Finding the Green River: Developing interdisciplinary knowledge in the sciences and outdoor leadership through placed-based exploration
NS/ED 100 (# TBD) is an interdisciplinary course with a strong emphasis on place-based learning, field observations, integrated interpretations, and leadership/outdoor skills development. This course will be entirely off-campus and will follow the Green River from its mountain source in Wyoming to its confluence with the Colorado River in Utah’s canyon country. The course is designed to build practical abilities in the use of the scientific method, integrative thinking, quantitative analysis, and effective communication; while also providing students an opportunity to build their skills in group leadership, backcountry living, risk management, and river travel. We will emphasize integrated cross-disciplinary learning and the content will focus on interconnected lessons from the natural sciences, such as hydrology, geology, ecology, and climatology, with additional material from social sciences and artistic perspectives in our discussions. Such interconnectedness is crucial to the understanding of coupled human-natural systems that we will try to convey by the end of the class through place-based exploration of the Green River Basin, and will be useful for students pursuing degrees in any of the natural sciences and/or environmental studies. Field-based assessments will use maps, writings, oral presentations, and other methods to build effective written and verbal communication skills. Students will be evaluated on the basis of their ability to observe, analyze, interpret, and integrate observations in the field, as well as with traditional tests on their conceptual understanding of the interdisciplinary material and integrative frameworks.
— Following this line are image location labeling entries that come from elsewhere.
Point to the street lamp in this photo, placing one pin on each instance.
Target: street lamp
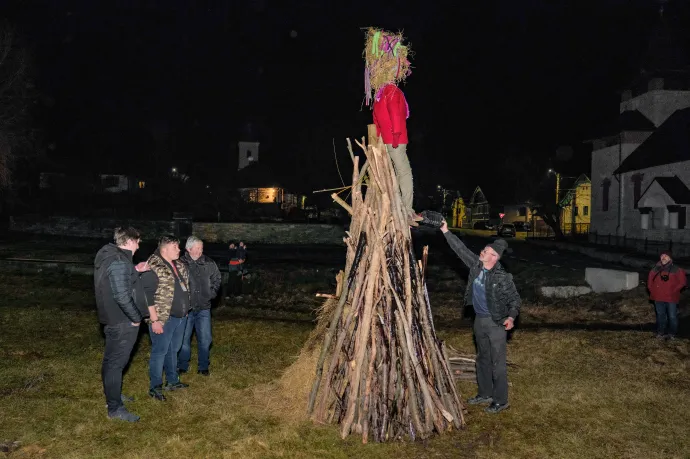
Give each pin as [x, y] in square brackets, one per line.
[558, 183]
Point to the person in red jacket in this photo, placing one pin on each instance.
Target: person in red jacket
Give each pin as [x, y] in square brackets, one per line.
[665, 281]
[386, 66]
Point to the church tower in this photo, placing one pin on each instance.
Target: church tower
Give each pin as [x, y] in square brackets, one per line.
[663, 85]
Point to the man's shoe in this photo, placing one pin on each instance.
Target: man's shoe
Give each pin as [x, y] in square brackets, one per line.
[496, 408]
[479, 400]
[157, 393]
[176, 386]
[123, 415]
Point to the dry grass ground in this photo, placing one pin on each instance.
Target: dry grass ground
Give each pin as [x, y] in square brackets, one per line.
[608, 391]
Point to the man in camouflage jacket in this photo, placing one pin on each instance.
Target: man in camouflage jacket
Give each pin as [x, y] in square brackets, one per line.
[168, 316]
[492, 293]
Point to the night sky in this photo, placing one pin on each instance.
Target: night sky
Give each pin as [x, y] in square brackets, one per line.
[148, 85]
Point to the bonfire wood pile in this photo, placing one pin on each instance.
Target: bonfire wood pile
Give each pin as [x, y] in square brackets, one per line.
[382, 372]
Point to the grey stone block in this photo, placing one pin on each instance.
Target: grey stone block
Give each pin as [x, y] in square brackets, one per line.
[568, 291]
[611, 280]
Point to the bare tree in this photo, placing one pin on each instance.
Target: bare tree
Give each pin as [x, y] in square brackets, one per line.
[16, 96]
The course will include several days of mountain-based backcountry travel in the Wind River Range of central Wyoming, at the headwaters of the Green River. The course will then follow the Green River downstream through the Flaming Gorge, Dinosaur National Monument, and into eastern Utah; culminating in a 2-week backcountry canoe-based river trip through the Labyrinth/Stillwater section of the Green River that ends in Canyonlands National Park at the confluence with the Colorado River. The course will be taught with assistance from the CC outdoor education program and other skilled individuals with experience in the topic/field area and outdoor instruction. Students should expect a 24/7 course experience for the block; strong ties between students and instructors will be essential to a successful block of learning and engagement that will satisfy the Scientific Investigations with Lab (L) requirements for graduation while also providing students an introduction to the world of river travel and backcountry leadership.